I wrote this on impulse, then decided on mature reflection that I shouldn't post it. But here it is anyway.
-----
I don't often read the local newspaper. It's shallow, prejudiced, lying and vacillating, but above all crushingly dull.
However, one story caught my eye today. The council is planning to bulldoze the local shopping centre, and on the site build...a shopping centre. Nowhere in the three pages on the story does the paper glimpse the irony of this.
I've lost count of how many times Portsmouth has gone through projects of 'economic development' and 'cultural rejuvenation'.
There was the Millenium Tower - a giant purposeless spike in the harbour, designed to attract tourists. The idea was that people would pay to travel up in the lift, look down on the city, and then go straight down again because there was exactly nothing else to do up there.
When the tower was completed, five years too late and three times overbudget, no one was entirely surprised that the elevator didn't work. Or that the contractor had used substandard cement, meaning the structure was cracking before it was even complete.
At some point, I expect a chunk will fall off. Onto the shops and tourists directly underneath.
The shops in question are in Gunwharf - another attempt at getting the local economy moving. Luxury flats, a cinema, pubs, nightclubs and shops. Most of the flats are empty because almost no one can afford to rent them, and the other amenities are likewise too expensive to use often.
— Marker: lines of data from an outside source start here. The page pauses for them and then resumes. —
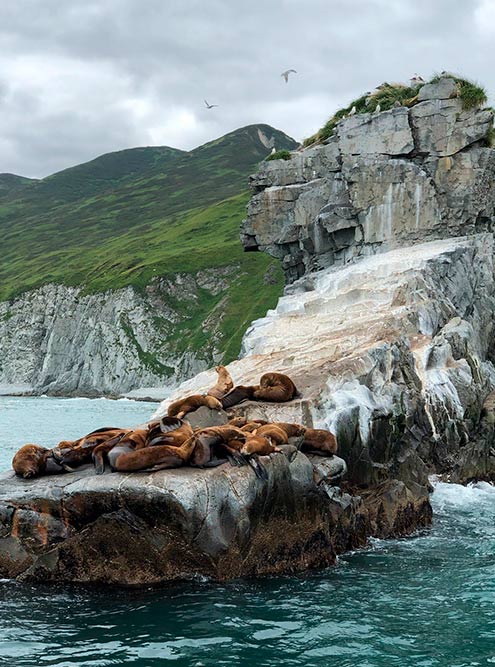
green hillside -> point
(10, 183)
(128, 217)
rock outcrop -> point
(383, 180)
(393, 353)
(146, 528)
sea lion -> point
(224, 383)
(133, 439)
(182, 406)
(258, 444)
(273, 432)
(174, 436)
(124, 458)
(319, 441)
(242, 421)
(33, 461)
(292, 430)
(274, 387)
(78, 452)
(251, 426)
(215, 440)
(238, 394)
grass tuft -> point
(389, 94)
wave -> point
(448, 497)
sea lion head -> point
(30, 461)
(213, 403)
(258, 444)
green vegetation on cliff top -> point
(128, 217)
(388, 94)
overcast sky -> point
(79, 78)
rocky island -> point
(384, 231)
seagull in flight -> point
(286, 74)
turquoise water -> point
(424, 601)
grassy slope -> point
(128, 217)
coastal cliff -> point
(126, 272)
(387, 330)
(381, 180)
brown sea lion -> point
(134, 439)
(218, 441)
(77, 452)
(292, 430)
(274, 387)
(174, 436)
(182, 406)
(257, 444)
(238, 394)
(224, 383)
(251, 426)
(319, 441)
(273, 432)
(242, 421)
(123, 458)
(33, 461)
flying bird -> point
(286, 74)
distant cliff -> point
(126, 272)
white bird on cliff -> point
(416, 80)
(286, 74)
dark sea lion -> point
(319, 441)
(134, 439)
(274, 433)
(33, 461)
(182, 406)
(240, 422)
(174, 437)
(292, 430)
(273, 387)
(224, 383)
(78, 452)
(237, 395)
(258, 444)
(218, 441)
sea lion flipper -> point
(258, 468)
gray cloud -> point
(81, 78)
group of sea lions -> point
(172, 442)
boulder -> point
(147, 528)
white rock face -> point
(376, 133)
(57, 340)
(391, 353)
(383, 180)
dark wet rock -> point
(146, 528)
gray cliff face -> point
(58, 340)
(383, 180)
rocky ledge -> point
(147, 528)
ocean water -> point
(424, 601)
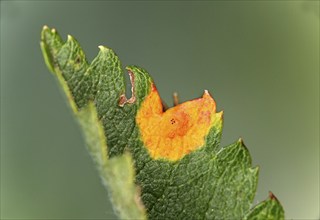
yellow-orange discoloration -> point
(177, 131)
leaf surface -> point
(172, 156)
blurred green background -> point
(260, 61)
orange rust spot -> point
(179, 130)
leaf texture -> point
(205, 182)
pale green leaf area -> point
(210, 183)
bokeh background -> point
(259, 60)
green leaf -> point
(155, 164)
(269, 209)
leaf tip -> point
(103, 48)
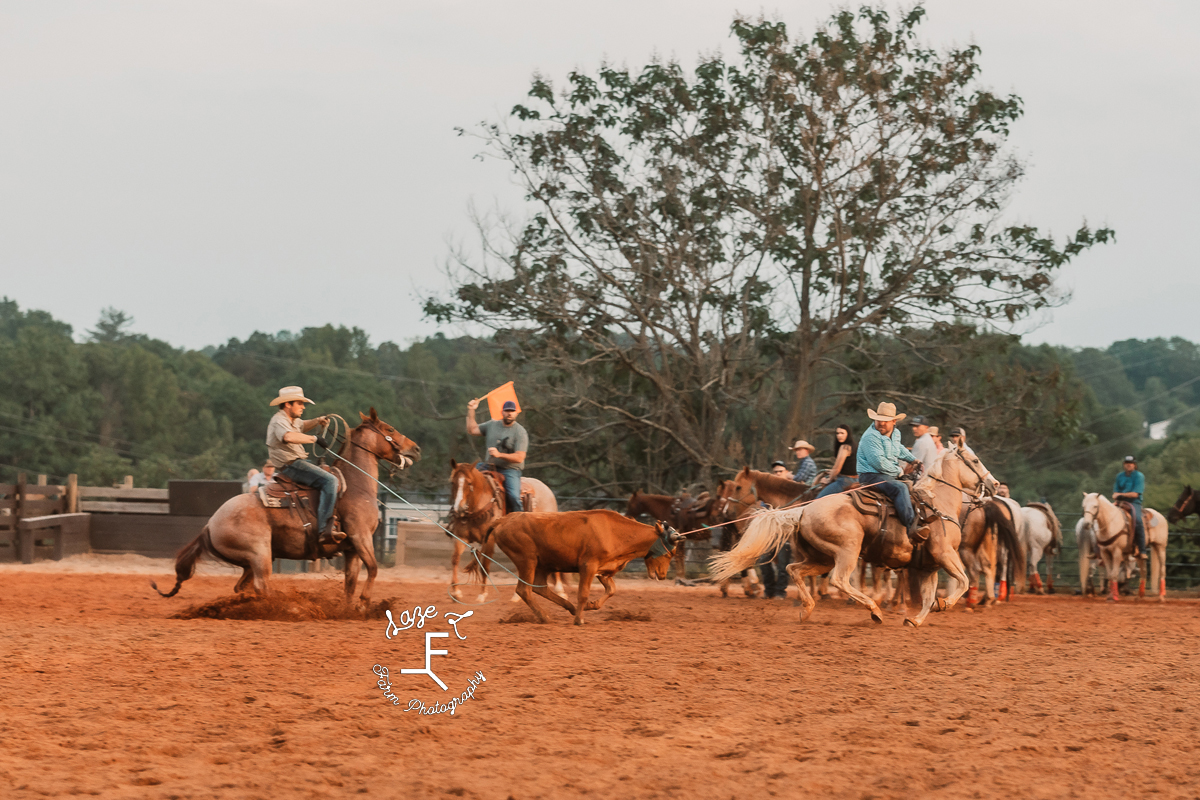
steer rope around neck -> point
(475, 553)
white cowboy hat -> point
(886, 413)
(289, 394)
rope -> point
(779, 510)
(473, 552)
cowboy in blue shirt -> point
(1129, 486)
(880, 453)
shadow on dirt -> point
(288, 606)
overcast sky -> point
(220, 167)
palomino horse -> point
(1039, 535)
(829, 535)
(1114, 540)
(475, 501)
(246, 534)
(997, 521)
(725, 510)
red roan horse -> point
(246, 534)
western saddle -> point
(497, 482)
(1127, 510)
(889, 536)
(285, 493)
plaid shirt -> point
(805, 471)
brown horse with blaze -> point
(593, 543)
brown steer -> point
(594, 543)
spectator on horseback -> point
(924, 447)
(937, 439)
(286, 437)
(1129, 486)
(845, 463)
(808, 468)
(507, 443)
(880, 453)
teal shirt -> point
(1132, 482)
(882, 455)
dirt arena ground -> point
(667, 692)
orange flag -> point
(498, 396)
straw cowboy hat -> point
(289, 394)
(886, 413)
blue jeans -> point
(1139, 528)
(837, 485)
(313, 476)
(511, 485)
(774, 571)
(895, 491)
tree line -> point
(120, 403)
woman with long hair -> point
(845, 464)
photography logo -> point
(412, 619)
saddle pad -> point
(281, 486)
(279, 492)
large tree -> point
(695, 240)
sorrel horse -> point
(475, 501)
(985, 527)
(246, 534)
(1114, 542)
(682, 511)
(829, 535)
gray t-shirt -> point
(508, 439)
(280, 452)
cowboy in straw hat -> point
(880, 453)
(286, 437)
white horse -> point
(1090, 558)
(1113, 540)
(1039, 534)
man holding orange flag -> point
(507, 443)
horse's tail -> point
(185, 563)
(1005, 524)
(765, 531)
(479, 560)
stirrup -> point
(331, 535)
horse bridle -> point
(478, 512)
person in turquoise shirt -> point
(1129, 486)
(880, 453)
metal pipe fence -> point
(1182, 545)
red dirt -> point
(666, 692)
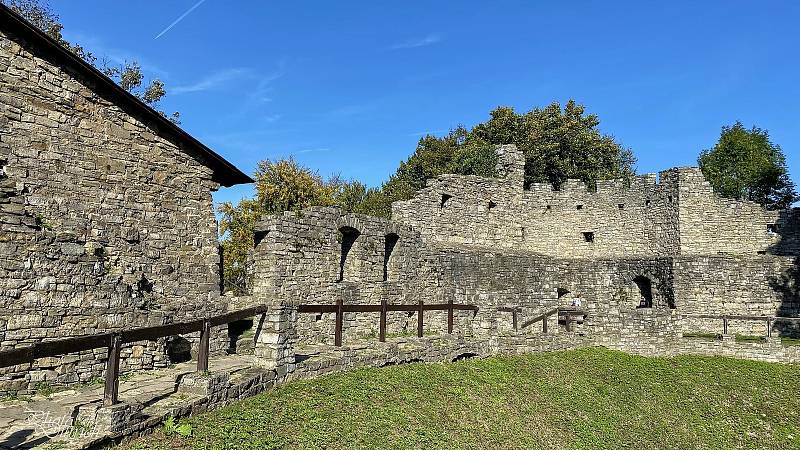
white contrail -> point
(180, 18)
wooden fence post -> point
(111, 392)
(382, 328)
(419, 320)
(337, 339)
(450, 316)
(202, 352)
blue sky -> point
(349, 87)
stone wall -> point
(105, 220)
(488, 242)
(298, 259)
(677, 215)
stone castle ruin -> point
(107, 223)
(643, 258)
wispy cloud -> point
(183, 16)
(261, 92)
(213, 81)
(418, 42)
(425, 133)
(311, 150)
(349, 111)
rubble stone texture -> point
(641, 257)
(105, 221)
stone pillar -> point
(276, 339)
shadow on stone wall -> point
(787, 285)
(787, 227)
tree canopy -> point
(558, 144)
(282, 185)
(128, 75)
(747, 165)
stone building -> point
(106, 216)
(643, 257)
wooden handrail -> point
(114, 340)
(340, 308)
(544, 316)
(727, 317)
(737, 317)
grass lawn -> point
(591, 398)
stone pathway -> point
(58, 420)
(50, 420)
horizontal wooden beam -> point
(59, 347)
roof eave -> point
(225, 173)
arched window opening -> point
(391, 241)
(259, 236)
(645, 288)
(347, 236)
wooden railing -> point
(114, 341)
(769, 320)
(340, 308)
(568, 313)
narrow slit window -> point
(445, 199)
(347, 236)
(390, 242)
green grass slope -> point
(591, 398)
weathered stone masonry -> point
(106, 215)
(640, 256)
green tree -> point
(128, 75)
(558, 144)
(747, 165)
(282, 185)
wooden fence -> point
(768, 320)
(568, 313)
(113, 341)
(340, 308)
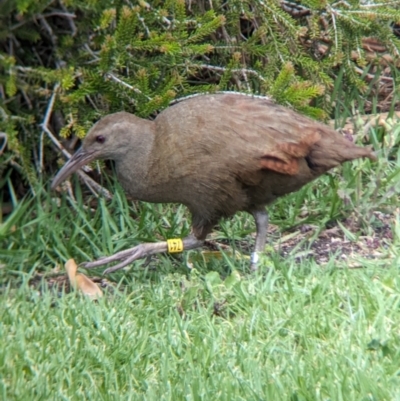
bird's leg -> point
(144, 250)
(261, 218)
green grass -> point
(296, 330)
(298, 333)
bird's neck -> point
(133, 169)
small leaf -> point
(82, 282)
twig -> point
(372, 76)
(44, 124)
(243, 71)
(116, 79)
(3, 135)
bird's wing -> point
(277, 136)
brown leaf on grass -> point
(82, 282)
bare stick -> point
(3, 135)
(45, 123)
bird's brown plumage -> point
(218, 154)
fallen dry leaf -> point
(82, 282)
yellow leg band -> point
(175, 245)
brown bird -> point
(217, 154)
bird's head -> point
(109, 138)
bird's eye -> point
(100, 139)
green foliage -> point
(104, 56)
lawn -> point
(320, 320)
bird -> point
(217, 154)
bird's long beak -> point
(80, 158)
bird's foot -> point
(141, 251)
(127, 256)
Here the idea was apparantly to create jobs for local people. In fact, one was created - the night watchman. Everyone else working there was bought in from outside.
I was involved in one small 'cultural rujuvenation' project myself - when I co-managed an art gallery. The woman in charge of a different cultural project (evening classes in crystals and aromatherapy) got in a huff when we wouldn't let her take us over, so pulled some strings to get us closed down. Then she went bankrupt.
Every so often an entrepreneur notices that Portsmouth is a student town without much for students to do, and invests in a live music venue or something similar. And becomes the latest to discover that students don't have much disposable income to fleece.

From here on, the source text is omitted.